No entanto, há alguns assuntos para os quais muitos representantes de partidos e militantes de esquerda conseguem alguma confluência, como denunciar a retórica de Bolsonaro e as políticas de seu governo. E também os ataques a Tabata. “Quando alguém da direita me ataca, não é muito diferente das razões pelas quais ataca o Felipe Neto, por exemplo. É embate… você joga a luz, você marca posição”, disse Tabata em entrevista ao Núcleo. “Quando alguém da esquerda me ataca, é disputa de poder, é disputa de espaço, é disputa de campo.”

Eu já recebi ameaça de morte e de estupro dos dois lados
Tabata Amaral, deputada pelo PDT-SP

Em 12 de março, dia da aprovação em segundo turno da PEC Emergencial na Câmara dos Deputados, não foi diferente.

Uma análise do Núcleo de 30.000 tweets que mencionam o termo “Tabata Amaral” nessa data identificou que críticos da esquerda foram implacáveis e repetitivos em suas mensagens, e muitos de seus argumentos partiram de afirmações fora de contexto, desinformação ou insultos à congressista.

O Núcleo fez um recorte com os 50 tweets que tiveram mais interações, num total de 258 mil curtidas + retweets, e chegou a três conclusões:

  1. 26 tweets (52%) continham algum xingamento, ofensa ou insinuação mentirosa sobre Tábata;
  2. 19 tweets (38%) continham desinformação sobre a PEC para criticá-la (dizendo que congelava salário de servidores por 15 anos);
  3. 42 tweets (84%) continham pelo menos ou ofensa ou desinformação.

Algo similar foi observado também no Facebook, inclusive repercutindo posts no Twitter.

Tabata e a PEC Emergencial

Polêmica da PEC

A desinformação dizia que a PEC congelaria o salário de servidores públicos por 15 anos, o que não é bem assim, de acordo com economistas, incluindo a professora da USP Laura Carvalho, tradicionalmente alinhada com a esquerda política. Isso não impediu que o argumento fosse usado contra Tabata.

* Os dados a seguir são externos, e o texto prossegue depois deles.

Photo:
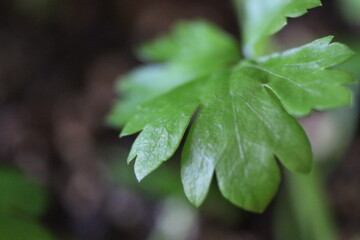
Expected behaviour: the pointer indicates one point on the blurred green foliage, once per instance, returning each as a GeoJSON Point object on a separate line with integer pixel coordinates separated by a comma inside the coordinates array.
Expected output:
{"type": "Point", "coordinates": [22, 202]}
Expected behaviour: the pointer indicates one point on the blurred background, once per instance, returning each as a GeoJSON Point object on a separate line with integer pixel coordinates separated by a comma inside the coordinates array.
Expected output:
{"type": "Point", "coordinates": [63, 172]}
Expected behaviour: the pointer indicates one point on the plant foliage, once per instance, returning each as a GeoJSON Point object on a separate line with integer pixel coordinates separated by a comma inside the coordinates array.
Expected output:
{"type": "Point", "coordinates": [244, 109]}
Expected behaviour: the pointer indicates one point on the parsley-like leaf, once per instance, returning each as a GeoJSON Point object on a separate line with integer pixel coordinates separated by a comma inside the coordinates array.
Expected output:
{"type": "Point", "coordinates": [243, 114]}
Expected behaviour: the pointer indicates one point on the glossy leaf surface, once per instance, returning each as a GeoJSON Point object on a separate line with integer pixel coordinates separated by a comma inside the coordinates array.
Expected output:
{"type": "Point", "coordinates": [243, 113]}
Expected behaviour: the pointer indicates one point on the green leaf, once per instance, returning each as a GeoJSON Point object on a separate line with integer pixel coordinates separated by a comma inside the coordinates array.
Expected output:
{"type": "Point", "coordinates": [300, 79]}
{"type": "Point", "coordinates": [18, 194]}
{"type": "Point", "coordinates": [192, 50]}
{"type": "Point", "coordinates": [244, 118]}
{"type": "Point", "coordinates": [262, 18]}
{"type": "Point", "coordinates": [237, 133]}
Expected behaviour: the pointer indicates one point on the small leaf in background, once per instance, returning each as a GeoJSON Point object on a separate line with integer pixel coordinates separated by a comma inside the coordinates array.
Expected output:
{"type": "Point", "coordinates": [262, 18]}
{"type": "Point", "coordinates": [20, 195]}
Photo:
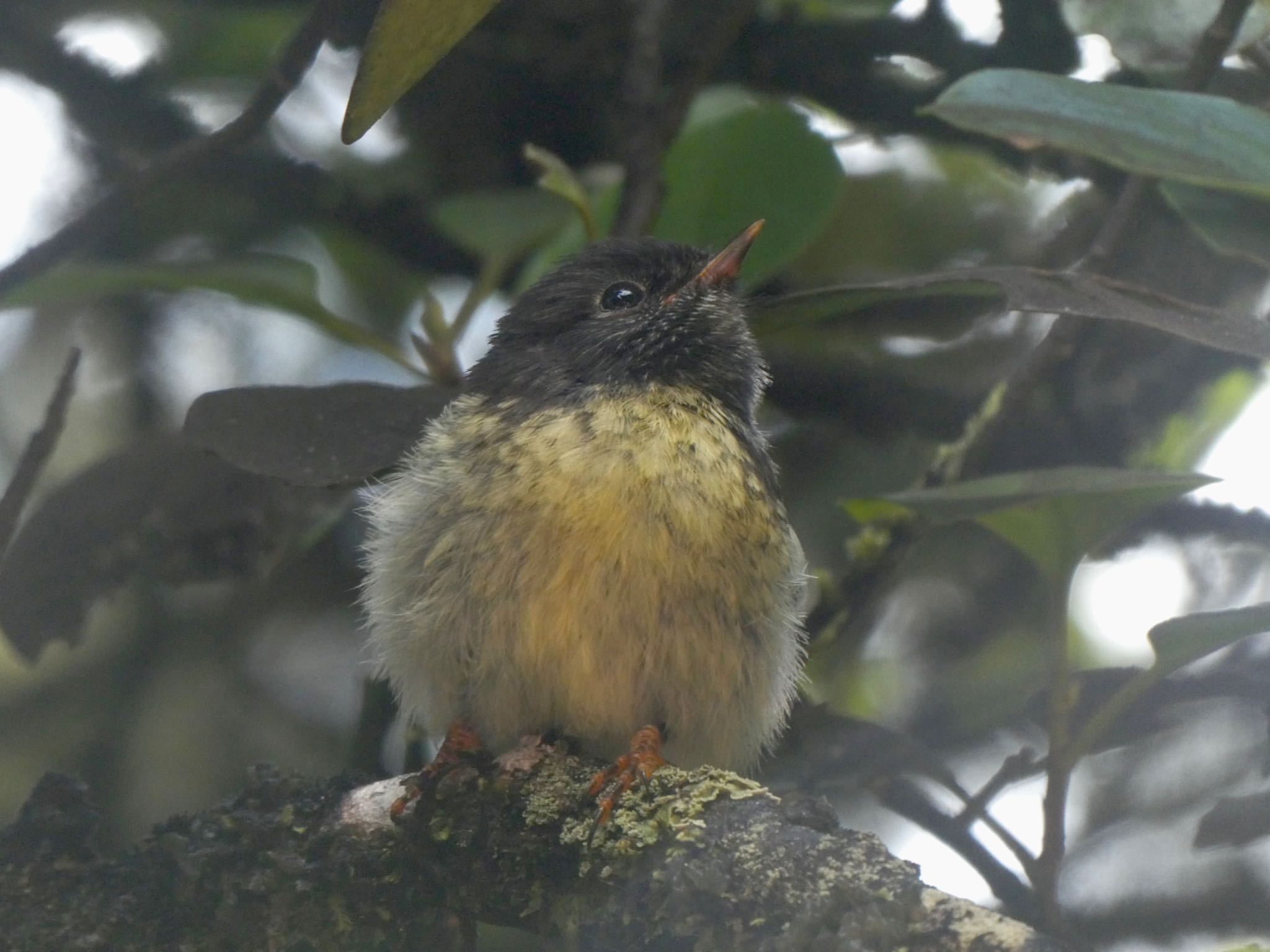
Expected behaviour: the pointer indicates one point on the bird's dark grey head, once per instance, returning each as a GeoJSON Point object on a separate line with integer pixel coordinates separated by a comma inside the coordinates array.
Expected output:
{"type": "Point", "coordinates": [629, 314]}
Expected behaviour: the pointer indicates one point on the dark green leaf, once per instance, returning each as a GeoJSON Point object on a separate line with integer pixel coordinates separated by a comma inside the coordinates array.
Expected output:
{"type": "Point", "coordinates": [558, 178]}
{"type": "Point", "coordinates": [1028, 289]}
{"type": "Point", "coordinates": [1231, 224]}
{"type": "Point", "coordinates": [335, 436]}
{"type": "Point", "coordinates": [758, 162]}
{"type": "Point", "coordinates": [1179, 641]}
{"type": "Point", "coordinates": [1206, 140]}
{"type": "Point", "coordinates": [408, 38]}
{"type": "Point", "coordinates": [164, 509]}
{"type": "Point", "coordinates": [271, 281]}
{"type": "Point", "coordinates": [1053, 516]}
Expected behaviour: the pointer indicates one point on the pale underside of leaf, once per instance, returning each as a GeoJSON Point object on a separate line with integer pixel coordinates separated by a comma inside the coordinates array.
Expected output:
{"type": "Point", "coordinates": [407, 40]}
{"type": "Point", "coordinates": [1030, 289]}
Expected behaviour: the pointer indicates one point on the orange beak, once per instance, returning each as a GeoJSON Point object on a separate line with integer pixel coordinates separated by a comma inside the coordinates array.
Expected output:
{"type": "Point", "coordinates": [726, 266]}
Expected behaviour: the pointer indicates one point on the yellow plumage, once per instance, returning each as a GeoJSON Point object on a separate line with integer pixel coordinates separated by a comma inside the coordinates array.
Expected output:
{"type": "Point", "coordinates": [591, 568]}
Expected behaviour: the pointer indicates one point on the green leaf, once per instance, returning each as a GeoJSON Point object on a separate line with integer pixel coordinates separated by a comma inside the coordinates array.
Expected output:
{"type": "Point", "coordinates": [1176, 643]}
{"type": "Point", "coordinates": [1053, 516]}
{"type": "Point", "coordinates": [271, 281]}
{"type": "Point", "coordinates": [1156, 35]}
{"type": "Point", "coordinates": [1188, 436]}
{"type": "Point", "coordinates": [757, 162]}
{"type": "Point", "coordinates": [407, 40]}
{"type": "Point", "coordinates": [1028, 289]}
{"type": "Point", "coordinates": [1230, 224]}
{"type": "Point", "coordinates": [558, 178]}
{"type": "Point", "coordinates": [1179, 641]}
{"type": "Point", "coordinates": [500, 225]}
{"type": "Point", "coordinates": [1204, 140]}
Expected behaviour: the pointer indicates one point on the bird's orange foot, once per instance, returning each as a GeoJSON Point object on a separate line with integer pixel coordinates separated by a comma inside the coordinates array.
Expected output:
{"type": "Point", "coordinates": [461, 739]}
{"type": "Point", "coordinates": [638, 764]}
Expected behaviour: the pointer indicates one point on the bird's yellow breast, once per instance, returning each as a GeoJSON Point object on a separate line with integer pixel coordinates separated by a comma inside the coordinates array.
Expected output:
{"type": "Point", "coordinates": [629, 549]}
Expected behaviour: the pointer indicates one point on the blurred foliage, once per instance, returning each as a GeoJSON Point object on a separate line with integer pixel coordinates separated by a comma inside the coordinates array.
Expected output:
{"type": "Point", "coordinates": [926, 196]}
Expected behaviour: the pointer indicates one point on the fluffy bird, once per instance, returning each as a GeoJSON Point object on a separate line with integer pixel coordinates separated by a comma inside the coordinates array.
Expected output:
{"type": "Point", "coordinates": [590, 540]}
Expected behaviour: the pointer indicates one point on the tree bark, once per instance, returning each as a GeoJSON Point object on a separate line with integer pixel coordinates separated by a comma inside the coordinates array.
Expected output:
{"type": "Point", "coordinates": [690, 861]}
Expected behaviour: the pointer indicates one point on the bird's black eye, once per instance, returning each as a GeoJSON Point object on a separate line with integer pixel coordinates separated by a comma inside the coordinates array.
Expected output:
{"type": "Point", "coordinates": [621, 295]}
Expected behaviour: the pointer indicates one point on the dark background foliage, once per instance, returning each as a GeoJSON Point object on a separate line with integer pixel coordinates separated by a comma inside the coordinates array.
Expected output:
{"type": "Point", "coordinates": [178, 606]}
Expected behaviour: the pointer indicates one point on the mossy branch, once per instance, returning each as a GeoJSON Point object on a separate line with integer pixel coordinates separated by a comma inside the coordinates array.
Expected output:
{"type": "Point", "coordinates": [693, 861]}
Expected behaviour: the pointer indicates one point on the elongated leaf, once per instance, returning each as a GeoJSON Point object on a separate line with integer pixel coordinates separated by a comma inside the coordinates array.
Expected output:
{"type": "Point", "coordinates": [1179, 641]}
{"type": "Point", "coordinates": [162, 508]}
{"type": "Point", "coordinates": [500, 225]}
{"type": "Point", "coordinates": [757, 162]}
{"type": "Point", "coordinates": [1176, 643]}
{"type": "Point", "coordinates": [407, 40]}
{"type": "Point", "coordinates": [334, 436]}
{"type": "Point", "coordinates": [1028, 289]}
{"type": "Point", "coordinates": [559, 179]}
{"type": "Point", "coordinates": [1204, 140]}
{"type": "Point", "coordinates": [271, 281]}
{"type": "Point", "coordinates": [1053, 516]}
{"type": "Point", "coordinates": [1231, 224]}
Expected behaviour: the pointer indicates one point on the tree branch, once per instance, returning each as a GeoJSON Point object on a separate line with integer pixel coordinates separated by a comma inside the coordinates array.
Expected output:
{"type": "Point", "coordinates": [182, 159]}
{"type": "Point", "coordinates": [40, 447]}
{"type": "Point", "coordinates": [691, 861]}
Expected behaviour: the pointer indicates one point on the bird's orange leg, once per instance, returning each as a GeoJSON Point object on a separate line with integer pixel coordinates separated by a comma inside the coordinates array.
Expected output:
{"type": "Point", "coordinates": [461, 738]}
{"type": "Point", "coordinates": [639, 763]}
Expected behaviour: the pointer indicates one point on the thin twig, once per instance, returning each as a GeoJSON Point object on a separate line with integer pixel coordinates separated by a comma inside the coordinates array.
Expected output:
{"type": "Point", "coordinates": [103, 214]}
{"type": "Point", "coordinates": [40, 447]}
{"type": "Point", "coordinates": [1059, 775]}
{"type": "Point", "coordinates": [1066, 332]}
{"type": "Point", "coordinates": [655, 115]}
{"type": "Point", "coordinates": [1207, 59]}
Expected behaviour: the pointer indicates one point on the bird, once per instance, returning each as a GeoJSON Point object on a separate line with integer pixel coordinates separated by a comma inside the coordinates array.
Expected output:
{"type": "Point", "coordinates": [588, 542]}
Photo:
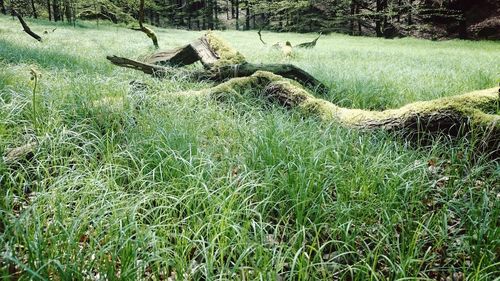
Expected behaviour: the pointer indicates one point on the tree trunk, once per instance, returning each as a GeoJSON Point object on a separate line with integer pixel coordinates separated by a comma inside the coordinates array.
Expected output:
{"type": "Point", "coordinates": [410, 11]}
{"type": "Point", "coordinates": [57, 10]}
{"type": "Point", "coordinates": [2, 7]}
{"type": "Point", "coordinates": [26, 27]}
{"type": "Point", "coordinates": [453, 116]}
{"type": "Point", "coordinates": [150, 33]}
{"type": "Point", "coordinates": [467, 115]}
{"type": "Point", "coordinates": [247, 17]}
{"type": "Point", "coordinates": [378, 19]}
{"type": "Point", "coordinates": [33, 8]}
{"type": "Point", "coordinates": [49, 10]}
{"type": "Point", "coordinates": [237, 13]}
{"type": "Point", "coordinates": [67, 10]}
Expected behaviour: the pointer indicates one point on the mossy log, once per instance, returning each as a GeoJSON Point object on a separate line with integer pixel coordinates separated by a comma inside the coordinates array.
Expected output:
{"type": "Point", "coordinates": [220, 61]}
{"type": "Point", "coordinates": [149, 32]}
{"type": "Point", "coordinates": [309, 45]}
{"type": "Point", "coordinates": [474, 112]}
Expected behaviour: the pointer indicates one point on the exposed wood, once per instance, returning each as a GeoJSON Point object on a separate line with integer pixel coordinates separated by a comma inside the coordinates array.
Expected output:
{"type": "Point", "coordinates": [182, 56]}
{"type": "Point", "coordinates": [309, 45]}
{"type": "Point", "coordinates": [260, 31]}
{"type": "Point", "coordinates": [147, 68]}
{"type": "Point", "coordinates": [206, 54]}
{"type": "Point", "coordinates": [289, 71]}
{"type": "Point", "coordinates": [223, 73]}
{"type": "Point", "coordinates": [211, 51]}
{"type": "Point", "coordinates": [26, 28]}
{"type": "Point", "coordinates": [473, 115]}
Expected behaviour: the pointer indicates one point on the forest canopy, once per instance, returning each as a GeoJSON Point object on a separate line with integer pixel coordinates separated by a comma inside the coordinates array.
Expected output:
{"type": "Point", "coordinates": [431, 19]}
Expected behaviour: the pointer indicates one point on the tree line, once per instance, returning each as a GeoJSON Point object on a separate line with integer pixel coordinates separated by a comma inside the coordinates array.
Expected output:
{"type": "Point", "coordinates": [432, 19]}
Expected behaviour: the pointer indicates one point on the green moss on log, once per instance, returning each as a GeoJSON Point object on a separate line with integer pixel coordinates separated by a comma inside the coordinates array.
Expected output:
{"type": "Point", "coordinates": [227, 55]}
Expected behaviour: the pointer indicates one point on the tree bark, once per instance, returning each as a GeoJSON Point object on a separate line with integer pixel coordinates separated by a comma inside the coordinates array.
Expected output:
{"type": "Point", "coordinates": [468, 115]}
{"type": "Point", "coordinates": [473, 115]}
{"type": "Point", "coordinates": [33, 8]}
{"type": "Point", "coordinates": [49, 10]}
{"type": "Point", "coordinates": [2, 7]}
{"type": "Point", "coordinates": [67, 11]}
{"type": "Point", "coordinates": [150, 33]}
{"type": "Point", "coordinates": [26, 28]}
{"type": "Point", "coordinates": [56, 9]}
{"type": "Point", "coordinates": [220, 61]}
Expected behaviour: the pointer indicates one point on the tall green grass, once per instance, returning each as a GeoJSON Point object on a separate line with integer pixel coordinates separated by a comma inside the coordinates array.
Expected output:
{"type": "Point", "coordinates": [123, 187]}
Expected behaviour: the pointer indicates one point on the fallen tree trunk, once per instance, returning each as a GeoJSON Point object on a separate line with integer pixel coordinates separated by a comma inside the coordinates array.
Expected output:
{"type": "Point", "coordinates": [147, 68]}
{"type": "Point", "coordinates": [220, 61]}
{"type": "Point", "coordinates": [227, 72]}
{"type": "Point", "coordinates": [309, 45]}
{"type": "Point", "coordinates": [150, 33]}
{"type": "Point", "coordinates": [26, 28]}
{"type": "Point", "coordinates": [473, 113]}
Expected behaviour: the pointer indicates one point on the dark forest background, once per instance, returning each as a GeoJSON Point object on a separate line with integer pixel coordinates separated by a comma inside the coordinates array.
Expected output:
{"type": "Point", "coordinates": [431, 19]}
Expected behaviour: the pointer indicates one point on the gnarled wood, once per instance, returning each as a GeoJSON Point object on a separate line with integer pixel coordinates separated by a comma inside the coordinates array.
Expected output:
{"type": "Point", "coordinates": [149, 32]}
{"type": "Point", "coordinates": [309, 45]}
{"type": "Point", "coordinates": [220, 61]}
{"type": "Point", "coordinates": [147, 68]}
{"type": "Point", "coordinates": [459, 115]}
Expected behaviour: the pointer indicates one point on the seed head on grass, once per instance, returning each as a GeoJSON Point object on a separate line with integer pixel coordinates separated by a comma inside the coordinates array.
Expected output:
{"type": "Point", "coordinates": [35, 75]}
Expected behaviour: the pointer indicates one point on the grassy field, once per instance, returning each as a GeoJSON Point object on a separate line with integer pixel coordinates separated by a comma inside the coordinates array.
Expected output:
{"type": "Point", "coordinates": [123, 187]}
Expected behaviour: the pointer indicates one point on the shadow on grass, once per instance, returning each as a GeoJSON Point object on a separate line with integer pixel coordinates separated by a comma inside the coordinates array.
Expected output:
{"type": "Point", "coordinates": [47, 58]}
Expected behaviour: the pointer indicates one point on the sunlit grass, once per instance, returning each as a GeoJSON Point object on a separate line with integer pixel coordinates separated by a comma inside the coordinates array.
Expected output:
{"type": "Point", "coordinates": [121, 187]}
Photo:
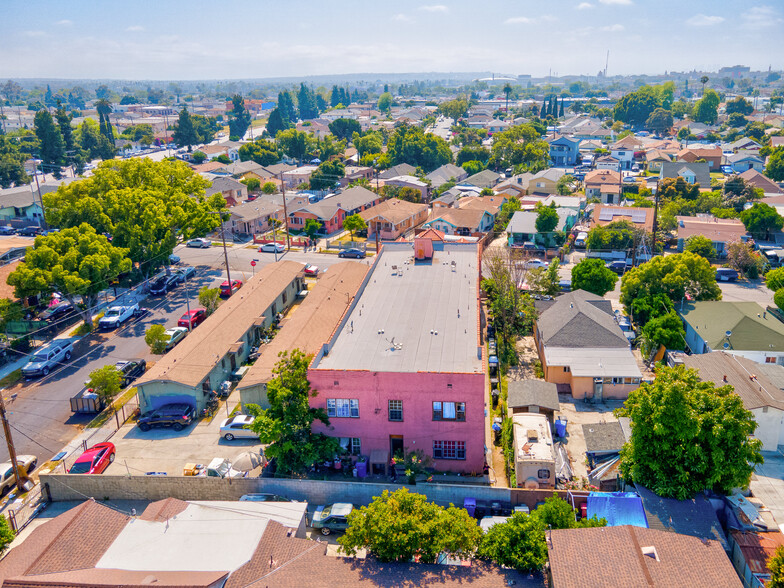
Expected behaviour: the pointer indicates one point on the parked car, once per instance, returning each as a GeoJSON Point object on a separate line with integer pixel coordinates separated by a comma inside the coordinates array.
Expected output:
{"type": "Point", "coordinates": [235, 285]}
{"type": "Point", "coordinates": [116, 316]}
{"type": "Point", "coordinates": [130, 370]}
{"type": "Point", "coordinates": [272, 248]}
{"type": "Point", "coordinates": [192, 318]}
{"type": "Point", "coordinates": [726, 274]}
{"type": "Point", "coordinates": [48, 358]}
{"type": "Point", "coordinates": [95, 460]}
{"type": "Point", "coordinates": [175, 336]}
{"type": "Point", "coordinates": [353, 252]}
{"type": "Point", "coordinates": [238, 427]}
{"type": "Point", "coordinates": [333, 517]}
{"type": "Point", "coordinates": [176, 416]}
{"type": "Point", "coordinates": [7, 477]}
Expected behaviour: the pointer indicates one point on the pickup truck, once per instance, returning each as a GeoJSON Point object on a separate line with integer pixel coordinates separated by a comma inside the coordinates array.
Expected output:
{"type": "Point", "coordinates": [116, 316]}
{"type": "Point", "coordinates": [48, 358]}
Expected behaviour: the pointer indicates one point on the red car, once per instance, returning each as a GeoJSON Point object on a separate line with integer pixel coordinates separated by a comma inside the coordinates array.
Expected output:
{"type": "Point", "coordinates": [95, 460]}
{"type": "Point", "coordinates": [235, 285]}
{"type": "Point", "coordinates": [192, 318]}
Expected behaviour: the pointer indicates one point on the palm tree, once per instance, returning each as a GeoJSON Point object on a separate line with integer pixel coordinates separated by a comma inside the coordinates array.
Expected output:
{"type": "Point", "coordinates": [507, 91]}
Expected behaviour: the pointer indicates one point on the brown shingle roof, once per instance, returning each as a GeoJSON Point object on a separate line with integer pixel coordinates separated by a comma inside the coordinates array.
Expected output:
{"type": "Point", "coordinates": [606, 557]}
{"type": "Point", "coordinates": [313, 322]}
{"type": "Point", "coordinates": [192, 360]}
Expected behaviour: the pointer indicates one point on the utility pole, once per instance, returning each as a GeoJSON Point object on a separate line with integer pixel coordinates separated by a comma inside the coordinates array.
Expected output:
{"type": "Point", "coordinates": [10, 441]}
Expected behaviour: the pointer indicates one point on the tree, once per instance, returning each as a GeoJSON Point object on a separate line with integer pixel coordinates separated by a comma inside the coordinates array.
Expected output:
{"type": "Point", "coordinates": [518, 543]}
{"type": "Point", "coordinates": [402, 525]}
{"type": "Point", "coordinates": [688, 436]}
{"type": "Point", "coordinates": [106, 382]}
{"type": "Point", "coordinates": [761, 219]}
{"type": "Point", "coordinates": [344, 128]}
{"type": "Point", "coordinates": [155, 336]}
{"type": "Point", "coordinates": [593, 276]}
{"type": "Point", "coordinates": [660, 121]}
{"type": "Point", "coordinates": [327, 175]}
{"type": "Point", "coordinates": [184, 132]}
{"type": "Point", "coordinates": [77, 262]}
{"type": "Point", "coordinates": [354, 223]}
{"type": "Point", "coordinates": [385, 102]}
{"type": "Point", "coordinates": [52, 144]}
{"type": "Point", "coordinates": [147, 206]}
{"type": "Point", "coordinates": [673, 275]}
{"type": "Point", "coordinates": [775, 167]}
{"type": "Point", "coordinates": [700, 245]}
{"type": "Point", "coordinates": [286, 424]}
{"type": "Point", "coordinates": [239, 118]}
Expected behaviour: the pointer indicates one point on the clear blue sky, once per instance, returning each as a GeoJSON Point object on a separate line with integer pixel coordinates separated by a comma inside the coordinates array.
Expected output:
{"type": "Point", "coordinates": [166, 39]}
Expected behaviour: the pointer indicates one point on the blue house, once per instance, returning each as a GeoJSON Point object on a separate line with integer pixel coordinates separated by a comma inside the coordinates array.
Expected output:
{"type": "Point", "coordinates": [564, 151]}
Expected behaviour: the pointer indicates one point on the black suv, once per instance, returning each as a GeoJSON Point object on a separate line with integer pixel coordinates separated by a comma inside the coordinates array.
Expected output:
{"type": "Point", "coordinates": [130, 370]}
{"type": "Point", "coordinates": [176, 416]}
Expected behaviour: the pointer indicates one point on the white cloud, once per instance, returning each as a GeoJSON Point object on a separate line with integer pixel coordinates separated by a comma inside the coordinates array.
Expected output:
{"type": "Point", "coordinates": [528, 20]}
{"type": "Point", "coordinates": [703, 20]}
{"type": "Point", "coordinates": [758, 17]}
{"type": "Point", "coordinates": [434, 8]}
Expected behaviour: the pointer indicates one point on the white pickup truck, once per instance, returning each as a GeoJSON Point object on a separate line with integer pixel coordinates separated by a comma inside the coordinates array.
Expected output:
{"type": "Point", "coordinates": [116, 316]}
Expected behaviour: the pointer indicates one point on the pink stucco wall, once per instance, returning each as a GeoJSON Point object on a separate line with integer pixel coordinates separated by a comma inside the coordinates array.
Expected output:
{"type": "Point", "coordinates": [417, 391]}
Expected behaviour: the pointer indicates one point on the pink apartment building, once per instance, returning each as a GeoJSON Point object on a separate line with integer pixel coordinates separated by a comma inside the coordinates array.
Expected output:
{"type": "Point", "coordinates": [404, 369]}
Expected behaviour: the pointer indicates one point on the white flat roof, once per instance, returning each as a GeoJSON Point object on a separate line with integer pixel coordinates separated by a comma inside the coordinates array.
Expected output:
{"type": "Point", "coordinates": [206, 536]}
{"type": "Point", "coordinates": [595, 362]}
{"type": "Point", "coordinates": [418, 317]}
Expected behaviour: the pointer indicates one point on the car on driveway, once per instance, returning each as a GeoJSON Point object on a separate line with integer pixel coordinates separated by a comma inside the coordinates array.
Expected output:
{"type": "Point", "coordinates": [192, 318]}
{"type": "Point", "coordinates": [272, 248]}
{"type": "Point", "coordinates": [116, 316]}
{"type": "Point", "coordinates": [238, 427]}
{"type": "Point", "coordinates": [333, 517]}
{"type": "Point", "coordinates": [48, 358]}
{"type": "Point", "coordinates": [130, 370]}
{"type": "Point", "coordinates": [7, 477]}
{"type": "Point", "coordinates": [235, 285]}
{"type": "Point", "coordinates": [176, 416]}
{"type": "Point", "coordinates": [95, 460]}
{"type": "Point", "coordinates": [353, 252]}
{"type": "Point", "coordinates": [175, 335]}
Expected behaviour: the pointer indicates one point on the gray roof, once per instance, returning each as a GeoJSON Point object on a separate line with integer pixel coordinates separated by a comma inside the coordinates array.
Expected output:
{"type": "Point", "coordinates": [580, 319]}
{"type": "Point", "coordinates": [533, 393]}
{"type": "Point", "coordinates": [603, 437]}
{"type": "Point", "coordinates": [674, 169]}
{"type": "Point", "coordinates": [695, 517]}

“Você pega, por exemplo, o meu voto na PEC emergencial, aí começaram a dizer que eu tinha votado pra congelar salário de professor por quinze anos. O que não encontra nenhum eco na lei que foi aprovada”, disse Tabata.

Tabata é filiada a um partido tradicionalmente de esquerda e diz se identificar com muitos temas alinhados à agenda progressista. Por exemplo, segundo a ferramenta Elas No Congresso, da revista AzMina, Tabata fica em 31º (dentre todos os deputados) no ranking da Câmara sobre direitos das mulheres, empatada em pontuação com Gleisi Hoffmann (PT), e com apenas um ponto a menos do que Marília Arraes.

Ela, no entanto, reconhece abertamente uma orientação por pautas econômicas que conflitam com sua posição de costumes. “Sim, eu tenho um posicionamento que é de esquerda nas pautas sociais, mas que é de centro na pauta econômica”, disse.

A bronca da esquerda tuiteira com Tabata pode vir do conflito entre sua visibilidade política e sua declaração de posicionamento ideológico.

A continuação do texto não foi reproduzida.